One thing that’s amazing to me is how the anti-communist message gets passed along from one group to another. In the 1980s, when the Sandinistas and Contras are fighting in Nicaragua, veterans of the Bay of Pigs are training Contras in Miami. Part of the reason Cuban-American politicians like Ileana Ros-Lehtinen become the champions of Nicaraguan refugees is because of the Cuban exiles at the Bay of Pigs trying to oust Castro. Cuban Americans said they fully understand the plight of Nicaraguan refugees because they experienced the same things two decades earlier. I think that idea gets passed down from one group to another across time.
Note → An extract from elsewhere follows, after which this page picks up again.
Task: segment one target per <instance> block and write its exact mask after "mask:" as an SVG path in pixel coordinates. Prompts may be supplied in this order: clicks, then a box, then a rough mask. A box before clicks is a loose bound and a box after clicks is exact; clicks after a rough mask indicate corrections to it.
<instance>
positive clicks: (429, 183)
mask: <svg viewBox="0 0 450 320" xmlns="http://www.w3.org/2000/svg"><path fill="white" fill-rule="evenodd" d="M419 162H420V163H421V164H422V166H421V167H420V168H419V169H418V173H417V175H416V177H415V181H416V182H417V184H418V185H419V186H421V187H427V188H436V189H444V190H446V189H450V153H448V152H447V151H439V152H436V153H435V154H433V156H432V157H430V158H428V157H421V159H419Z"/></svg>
You’re seeing it play out now with how Hispanic Republicans think about the Democratic Socialists of America and people like Alexandria Ocasio-Cortez. I listened to Ted Cruz give a speech in 2018 at a gathering in DC of the Latino Coalition, an advocacy group for small business owners looking to grow their businesses and secure government or private loans. Cruz, in a single breath, mentioned Fidel Castro, Nicolas Maduro, and Alexandra Ocasio-Cortez. It’s a flat narrative about socialism that has managed to resonate for the last seventy years.
I think there’s this idea that now that Fidel is gone, a younger generation of Cuban Americans, whose experiences weren’t defined by the Cold War, will be more progressive. That assumption underestimates how deep the narrative is. We saw how even younger Cubans supported Trump in the recent election.